15 August 2016 : the Assumption with the Little Sisters
“When Mary our Mother was with child by the Spirit her body became the first altar of the Eucharist and she made haste to go to meet Elisabeth.” (Cardinal Bro 24/01/2016)
At the approach of the feast of the Assumption, we would like to prolong the invitation of the 2016 Easter Message to welcome the Mystery of the Eucharist by looking again at some Church texts that help us to contemplate Mary, the Eucharistic woman. Let us be renewed, through her, in the love of Christ.
We borrow from Saint John Paul II this original expression “Eucharistic woman”, in the encyclical Ecclesia de Eucharistia. (At the school of Mary, the Eucharistic women, chapter six):
“The relation between Mary and the Eucharist can be seized indirectly from her inner attitude. Mary, through her whole life, is a ‘Eucharistic woman’. The Church, looking at Mary as its model, is called to imitate her also in her relation with this most Holy Mystery.
If the Eucharist is a mystery of faith that surpasses our intelligence to the point of obliging us to abandon ourselves utterly to the word of God, nobody other than Mary can be a support and guide to us in such an undertaking. When we repeat the action of Christ at the Last Supper in obedience to his commandment: “Do this in memory of me!” (Lk 22:19), we receive also at the same time the invitation of Mary to obey Him unhesitatingly: “Do whatever he tells you” (Jn 2:5). Mary, with the maternal concern she showed at the wedding in Cana, seems to say to us: “Don’t hesitate in the least, trust my Son’s words. He, who was able to change water into wine, is also able to change bread and wine into his body and his blood, transmitting to believers, in this mystery, the living memory of his Passover, so as to become in that way “Bread of Life”. …
“Blessed is she who believed…” (Lk 1:45): in the mystery of the Incarnation Mary also anticipated the Eucharistic faith of the Church. When, on the occasion of the Visitation she carried within her the Word made flesh, she became in a way a “tabernacle” – the first “tabernacle” of history – in which the Son of God, as yet invisible to human eyes, presented Himself for the adoration of Elisabeth, almost “radiating” his light through the eyes and the voice of Mary…”
Let us listen also to Pope Benedict XVI in the post-synodal exhortation Sacramentum Caritatis, 2007:
“Mary of Nazareth appears as the person whose freedom is totally available to the will of God… The virgin who listens… who retains in her heart the words that come to her from God and, arranging them like a mosaic, prepares herself to understand them more profoundly (Lk 2:19-51). Mary is the great Believer who, filled with trust, placed herself in the hands of God, abandoning herself to His will.”

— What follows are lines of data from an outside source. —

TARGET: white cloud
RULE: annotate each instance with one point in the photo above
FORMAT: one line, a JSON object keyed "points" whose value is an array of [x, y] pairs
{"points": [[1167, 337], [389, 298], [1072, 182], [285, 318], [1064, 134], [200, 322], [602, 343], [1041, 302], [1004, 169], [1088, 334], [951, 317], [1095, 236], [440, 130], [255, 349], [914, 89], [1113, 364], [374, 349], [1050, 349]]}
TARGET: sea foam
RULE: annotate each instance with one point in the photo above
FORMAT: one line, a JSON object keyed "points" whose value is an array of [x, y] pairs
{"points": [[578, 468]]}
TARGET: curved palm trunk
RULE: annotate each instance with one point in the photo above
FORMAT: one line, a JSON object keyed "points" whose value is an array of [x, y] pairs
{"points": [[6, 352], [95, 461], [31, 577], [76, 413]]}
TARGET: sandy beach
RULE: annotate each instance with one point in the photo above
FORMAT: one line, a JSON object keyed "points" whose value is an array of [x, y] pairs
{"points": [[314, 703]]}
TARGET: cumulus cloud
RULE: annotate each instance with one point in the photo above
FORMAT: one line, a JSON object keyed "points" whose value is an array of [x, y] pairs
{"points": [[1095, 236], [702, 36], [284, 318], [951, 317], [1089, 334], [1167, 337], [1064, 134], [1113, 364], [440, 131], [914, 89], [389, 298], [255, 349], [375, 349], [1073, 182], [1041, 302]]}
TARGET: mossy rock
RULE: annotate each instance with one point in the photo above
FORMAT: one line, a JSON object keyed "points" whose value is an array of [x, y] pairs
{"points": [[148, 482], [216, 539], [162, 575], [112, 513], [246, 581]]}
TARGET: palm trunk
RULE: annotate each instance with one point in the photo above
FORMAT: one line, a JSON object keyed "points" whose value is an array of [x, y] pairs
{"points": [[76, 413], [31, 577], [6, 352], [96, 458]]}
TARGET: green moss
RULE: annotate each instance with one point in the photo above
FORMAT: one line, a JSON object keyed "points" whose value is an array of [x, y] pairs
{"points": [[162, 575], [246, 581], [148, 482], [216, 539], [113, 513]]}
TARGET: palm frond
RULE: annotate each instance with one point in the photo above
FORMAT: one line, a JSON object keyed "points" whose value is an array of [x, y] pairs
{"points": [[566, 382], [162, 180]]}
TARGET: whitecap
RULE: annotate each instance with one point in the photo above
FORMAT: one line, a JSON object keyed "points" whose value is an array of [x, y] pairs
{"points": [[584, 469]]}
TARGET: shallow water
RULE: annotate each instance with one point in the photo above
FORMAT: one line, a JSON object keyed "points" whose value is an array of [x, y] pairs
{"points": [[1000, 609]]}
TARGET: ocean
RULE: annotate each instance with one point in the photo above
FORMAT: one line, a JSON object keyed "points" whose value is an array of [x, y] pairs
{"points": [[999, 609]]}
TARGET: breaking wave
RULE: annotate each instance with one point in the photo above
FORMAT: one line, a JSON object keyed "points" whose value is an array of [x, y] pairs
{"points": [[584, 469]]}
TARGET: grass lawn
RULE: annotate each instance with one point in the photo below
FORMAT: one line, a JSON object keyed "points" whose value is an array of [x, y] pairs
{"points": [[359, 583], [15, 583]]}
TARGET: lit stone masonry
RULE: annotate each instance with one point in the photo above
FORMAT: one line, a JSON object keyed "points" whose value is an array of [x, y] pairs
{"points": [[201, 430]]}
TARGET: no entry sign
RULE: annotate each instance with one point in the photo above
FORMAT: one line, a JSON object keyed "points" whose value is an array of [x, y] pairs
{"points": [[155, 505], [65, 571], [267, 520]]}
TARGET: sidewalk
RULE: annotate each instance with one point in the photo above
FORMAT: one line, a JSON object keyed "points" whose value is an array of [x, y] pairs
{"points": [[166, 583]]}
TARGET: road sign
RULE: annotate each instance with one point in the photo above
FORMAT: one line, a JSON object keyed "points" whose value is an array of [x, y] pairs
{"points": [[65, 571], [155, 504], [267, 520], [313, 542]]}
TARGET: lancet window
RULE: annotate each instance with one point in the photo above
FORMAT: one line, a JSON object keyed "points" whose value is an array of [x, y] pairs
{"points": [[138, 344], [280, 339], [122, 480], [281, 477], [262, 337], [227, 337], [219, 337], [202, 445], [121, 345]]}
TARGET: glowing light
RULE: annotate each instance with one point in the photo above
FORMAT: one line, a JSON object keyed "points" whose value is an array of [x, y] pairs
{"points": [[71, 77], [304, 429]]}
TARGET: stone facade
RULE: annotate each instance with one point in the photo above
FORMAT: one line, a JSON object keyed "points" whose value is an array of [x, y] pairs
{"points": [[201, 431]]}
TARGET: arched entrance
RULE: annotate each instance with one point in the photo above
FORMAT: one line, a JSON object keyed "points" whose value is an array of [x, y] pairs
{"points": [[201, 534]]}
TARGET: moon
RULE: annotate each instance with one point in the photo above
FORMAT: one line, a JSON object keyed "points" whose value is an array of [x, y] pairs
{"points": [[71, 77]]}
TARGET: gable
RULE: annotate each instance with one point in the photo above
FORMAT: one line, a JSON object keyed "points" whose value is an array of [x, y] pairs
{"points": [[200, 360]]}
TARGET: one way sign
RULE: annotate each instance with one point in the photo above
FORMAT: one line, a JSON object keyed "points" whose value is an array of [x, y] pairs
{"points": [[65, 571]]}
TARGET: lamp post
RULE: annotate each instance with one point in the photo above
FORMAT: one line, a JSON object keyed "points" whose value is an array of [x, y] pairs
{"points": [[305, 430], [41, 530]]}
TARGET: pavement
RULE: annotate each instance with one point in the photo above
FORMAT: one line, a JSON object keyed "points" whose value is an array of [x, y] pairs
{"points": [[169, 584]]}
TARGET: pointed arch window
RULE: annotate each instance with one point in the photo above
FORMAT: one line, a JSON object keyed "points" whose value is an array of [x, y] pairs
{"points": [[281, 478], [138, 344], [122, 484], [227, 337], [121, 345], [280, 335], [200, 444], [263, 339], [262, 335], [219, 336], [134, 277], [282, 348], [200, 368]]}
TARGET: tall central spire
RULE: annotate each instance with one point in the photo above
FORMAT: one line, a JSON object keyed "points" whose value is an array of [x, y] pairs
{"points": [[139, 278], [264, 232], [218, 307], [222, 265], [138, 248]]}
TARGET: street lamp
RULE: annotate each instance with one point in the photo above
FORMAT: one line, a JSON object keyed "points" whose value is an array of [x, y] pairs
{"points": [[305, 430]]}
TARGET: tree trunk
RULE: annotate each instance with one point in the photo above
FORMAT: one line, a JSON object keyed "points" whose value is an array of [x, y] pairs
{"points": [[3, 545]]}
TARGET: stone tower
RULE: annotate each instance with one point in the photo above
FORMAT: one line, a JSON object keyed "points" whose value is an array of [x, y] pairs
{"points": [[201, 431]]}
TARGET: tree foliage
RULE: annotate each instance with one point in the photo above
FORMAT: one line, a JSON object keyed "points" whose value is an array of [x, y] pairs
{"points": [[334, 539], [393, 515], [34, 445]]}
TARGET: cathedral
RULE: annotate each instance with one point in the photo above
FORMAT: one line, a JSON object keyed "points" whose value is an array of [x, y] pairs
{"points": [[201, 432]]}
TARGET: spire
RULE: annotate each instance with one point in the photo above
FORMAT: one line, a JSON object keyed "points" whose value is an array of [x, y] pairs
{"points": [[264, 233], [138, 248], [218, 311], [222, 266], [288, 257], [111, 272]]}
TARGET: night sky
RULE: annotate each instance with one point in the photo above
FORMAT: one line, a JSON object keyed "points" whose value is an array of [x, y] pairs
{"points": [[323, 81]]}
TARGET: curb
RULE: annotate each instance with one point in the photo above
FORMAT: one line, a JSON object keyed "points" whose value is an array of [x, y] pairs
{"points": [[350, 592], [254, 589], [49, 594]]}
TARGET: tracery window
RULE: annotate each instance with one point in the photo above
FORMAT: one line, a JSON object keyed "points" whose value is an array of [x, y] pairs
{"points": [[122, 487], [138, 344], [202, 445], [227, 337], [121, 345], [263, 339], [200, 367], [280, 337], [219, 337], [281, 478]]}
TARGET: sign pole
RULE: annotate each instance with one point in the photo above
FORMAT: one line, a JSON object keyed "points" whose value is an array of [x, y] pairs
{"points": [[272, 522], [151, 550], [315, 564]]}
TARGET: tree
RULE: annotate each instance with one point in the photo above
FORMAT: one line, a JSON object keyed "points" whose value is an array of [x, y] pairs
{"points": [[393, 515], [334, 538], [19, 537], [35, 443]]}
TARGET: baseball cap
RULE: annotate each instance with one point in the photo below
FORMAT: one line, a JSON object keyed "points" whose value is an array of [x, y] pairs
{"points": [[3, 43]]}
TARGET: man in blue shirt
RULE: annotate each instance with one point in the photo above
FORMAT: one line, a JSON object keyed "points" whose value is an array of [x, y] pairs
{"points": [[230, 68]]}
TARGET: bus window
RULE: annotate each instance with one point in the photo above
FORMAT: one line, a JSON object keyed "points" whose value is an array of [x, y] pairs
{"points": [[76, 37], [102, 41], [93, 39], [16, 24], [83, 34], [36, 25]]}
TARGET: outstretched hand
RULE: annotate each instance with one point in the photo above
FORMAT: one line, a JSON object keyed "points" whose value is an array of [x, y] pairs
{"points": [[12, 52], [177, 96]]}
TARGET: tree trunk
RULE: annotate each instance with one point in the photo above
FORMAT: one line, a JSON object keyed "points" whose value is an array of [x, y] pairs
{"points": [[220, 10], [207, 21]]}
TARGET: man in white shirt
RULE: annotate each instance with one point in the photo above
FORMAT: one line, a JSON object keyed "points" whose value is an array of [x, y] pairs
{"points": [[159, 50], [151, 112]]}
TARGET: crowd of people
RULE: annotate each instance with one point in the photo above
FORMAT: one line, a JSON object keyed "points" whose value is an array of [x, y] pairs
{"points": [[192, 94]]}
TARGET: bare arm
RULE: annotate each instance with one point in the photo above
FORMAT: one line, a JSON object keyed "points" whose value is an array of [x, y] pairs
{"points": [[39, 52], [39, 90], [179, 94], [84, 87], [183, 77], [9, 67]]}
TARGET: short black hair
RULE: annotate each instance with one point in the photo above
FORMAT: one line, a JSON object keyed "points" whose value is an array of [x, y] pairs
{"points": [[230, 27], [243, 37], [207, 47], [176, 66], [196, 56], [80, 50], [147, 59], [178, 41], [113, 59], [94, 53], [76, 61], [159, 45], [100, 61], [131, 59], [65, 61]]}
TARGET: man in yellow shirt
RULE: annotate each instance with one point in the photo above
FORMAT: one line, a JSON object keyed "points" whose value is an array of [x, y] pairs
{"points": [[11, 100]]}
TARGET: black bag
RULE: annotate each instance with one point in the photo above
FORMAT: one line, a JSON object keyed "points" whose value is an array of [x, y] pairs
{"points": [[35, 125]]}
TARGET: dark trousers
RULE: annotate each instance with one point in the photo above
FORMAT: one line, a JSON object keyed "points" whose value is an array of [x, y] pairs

From the Annunciation to the Cross, Mary is the one who welcomes the Word made flesh in her and who remains silent up to death. It is she, finally, who receives in her arms the body offered up, now inanimate, of the One who truly loved his own "to the end" (Jn 13:1).
“That is why, each time in the liturgy that we approach the Body and Blood of Christ, we also turn towards the one who received the sacrifice of Christ for the whole Church by associating herself fully with it… She is the Immaculate one who unconditionally welcomed the gift of God and in that way she is associated with the work of salvation. Mary of Nazareth, icon of the Church coming into being, shows us that each of us is called to receive the gift of himself that Jesus makes to us in the Eucharist.
In conclusion, let us recall the words of our Founder:
(Mary) “She always corresponded with the graces received from God.” (16 August 1894).
“She is of God, in God and for God.” (9 September 1896)
“Remember that the Most Holy Virgin is, in her Visitation, the model that you must copy; remember also that you must be ready to bear all kinds of fatigue in order to care for the sick and, above all, bring them Our Lord, who is the only one who converts hearts and makes saints. 2 July 1891
Gathered as a Congregation for this feast of the Assumption, we ask Mary to accompany us and to be, like her, centred on God so as to respond to His calls today.
May this time of preparation for the General Chapter through the reflection and review being proposed during these months, place us in this disposition so as to be, each one and all together, open “to the surprises of God”.